Splitting it up into groups this way means that we never train a model using the same data we’re making predictions for. This avoids overfitting. If we overfit, we’ll get a falsely low false negative rate, which makes it hard to improve our algorithm or use it in the real world.

Scikit-learn has a function called cross_val_predict which will make it easy to perform cross validation.

We’ll also need to pick an algorithm to use to make predictions. We need a classifier that can do binary classification. The target variable, foreclosure_status only has two values, True and False.

We’ll use logistic regression, because it works well for binary classification, runs extremely quickly, and uses little memory. This is due to how the algorithm works – instead of constructing dozens of trees, like a random forest, or doing expensive transformations, like a support vector machine, logistic regression has far fewer steps involving fewer matrix operations.

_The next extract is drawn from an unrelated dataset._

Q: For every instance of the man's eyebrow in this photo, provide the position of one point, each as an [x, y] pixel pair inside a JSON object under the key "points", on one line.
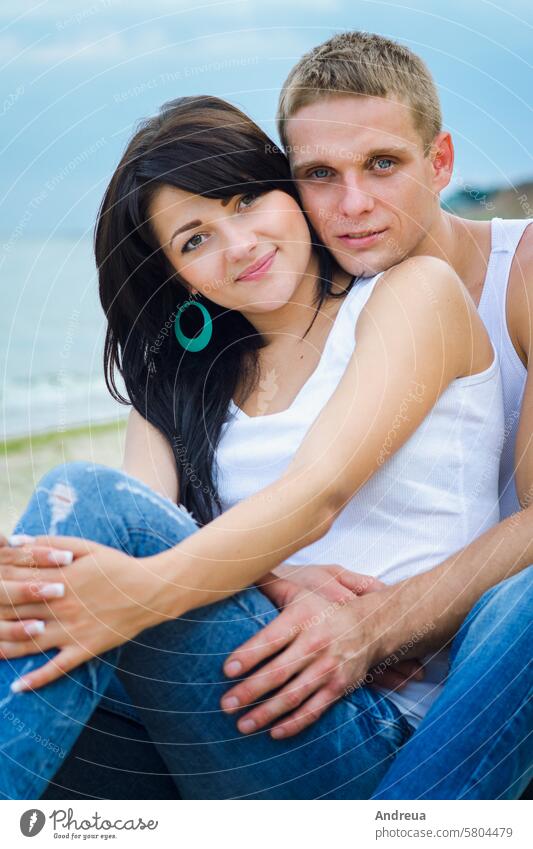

We can use the logistic regression classifier algorithm that’s implemented in scikit-learn. The only thing we need to pay attention to is the weights of each class. If we weight the classes equally, the algorithm will predictFalse for every row, because it is trying to minimize errors. However, we care much more about foreclosures than we do about loans that aren’t foreclosed on. Thus, we’ll pass balanced to the class_weight keyword argument of the LogisticRegression class, to get the algorithm to weight the foreclosures more to account for the difference in the counts of each class. This will ensure that the algorithm doesn’t predict False for every row, and instead is penalized equally for making errors in predicting either class.